CHAPITRE PRELIMINAIRE : CADRE CONTEXTUEL
Depuis la colonisation jusque vers les années 1970, le
commerce au Burundi était entre les mains des sociétés
étrangères qui se souciaient très peu de ménager
durablement sa clientèle puisqu'elles n'avaient pas vocation à
rester toujours dans le pays. Elles se contentaient alors d'exploiter
l'ignorance des citoyens burundais et l'inexpérience du jeune appareil
étatique, lui aussi victime d'évasion fiscale et pour cela,
souffrant d'un manque criant de devises.22
Pour pallier ce manque et satisfaire les besoins de la
population en approvisionnement des produits de première
nécessité, l'Etat du Burundi s'est investi dans la
création des sociétés publiques tout en élargissant
son partenariat avec les particuliers. C'est ce processus qui a conduit
à la création des sociétés mixtes.
Dans ce chapitre, nous nous efforcerons d'abord de comprendre
le concept de « société mixte » (section1) avant de
faire une présentation succincte de la SOSUMO (section 2).

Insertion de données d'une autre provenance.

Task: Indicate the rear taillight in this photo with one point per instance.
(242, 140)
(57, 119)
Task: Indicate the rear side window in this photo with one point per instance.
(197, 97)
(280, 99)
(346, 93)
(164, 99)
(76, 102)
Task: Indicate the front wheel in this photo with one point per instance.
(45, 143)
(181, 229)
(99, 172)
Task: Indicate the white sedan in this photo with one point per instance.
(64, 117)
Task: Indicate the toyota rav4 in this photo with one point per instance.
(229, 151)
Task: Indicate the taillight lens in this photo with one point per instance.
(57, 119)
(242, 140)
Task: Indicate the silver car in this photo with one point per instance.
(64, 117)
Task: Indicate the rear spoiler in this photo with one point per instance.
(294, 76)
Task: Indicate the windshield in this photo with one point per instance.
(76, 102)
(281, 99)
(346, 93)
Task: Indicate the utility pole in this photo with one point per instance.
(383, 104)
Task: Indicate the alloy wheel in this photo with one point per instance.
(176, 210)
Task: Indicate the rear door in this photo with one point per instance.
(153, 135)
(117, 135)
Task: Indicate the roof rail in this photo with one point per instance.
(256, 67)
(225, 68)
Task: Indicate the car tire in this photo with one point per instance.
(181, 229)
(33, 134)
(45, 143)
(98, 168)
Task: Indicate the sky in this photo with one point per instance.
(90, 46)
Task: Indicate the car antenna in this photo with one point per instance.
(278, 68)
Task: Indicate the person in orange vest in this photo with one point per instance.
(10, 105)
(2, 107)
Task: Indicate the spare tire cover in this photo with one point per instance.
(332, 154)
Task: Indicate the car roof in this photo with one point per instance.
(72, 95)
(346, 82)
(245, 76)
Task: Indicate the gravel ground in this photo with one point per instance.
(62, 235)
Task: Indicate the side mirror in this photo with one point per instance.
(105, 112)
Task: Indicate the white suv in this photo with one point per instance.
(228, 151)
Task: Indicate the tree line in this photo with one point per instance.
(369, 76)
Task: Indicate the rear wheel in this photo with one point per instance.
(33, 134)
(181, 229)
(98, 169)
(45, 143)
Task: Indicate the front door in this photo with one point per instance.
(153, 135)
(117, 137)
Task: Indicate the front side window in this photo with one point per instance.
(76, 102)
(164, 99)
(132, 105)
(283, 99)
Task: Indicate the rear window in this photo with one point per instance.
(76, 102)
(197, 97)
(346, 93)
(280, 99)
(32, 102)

Section 1 : Le concept de société
mixte
Les sociétés mixtes ont initialement
été créées pour répondre aux besoins des
personnes publiques. Elles avaient pour but la gestion d'une activité
dévolue par principe à l'administration, autrement dit une
activité de service public ou présentant un caractère
d'intérêt général.23 La forme
sociétaire de ces entités permet à l'administration une
gestion plus souple de ses activités tout en conservant un certain
contrôle sur elles puisque l'Etat est, dans la plupart des cas,
majoritaire.24
Cependant que le concept de « société mixte
» renferme une signification que nous devons expliciter,
les mobiles de sa création méritent aussi d'être
élucidés.
Paragraphe 1 : Définition de la
société mixte
En général, pour promouvoir le commerce, l'Etat
peut s'associer à des privés dans le but de réaliser une
activité d'intérêt général et créer
ainsi une société mixte. Dans le Code Burundais des
Sociétés Privées et à Participation Publique,
celle-ci est définie comme étant « une personne morale
créée par l'Etat, la commune, une ou plusieurs personnes morales
de droit
22 Raphaël NTIBAZONKIZA, Au Royaume des
Seigneurs de la lance, Tome 2, de l'indépendance à nos jours
(1962-1992), Bruxelles, Droit de l'Homme, p.119.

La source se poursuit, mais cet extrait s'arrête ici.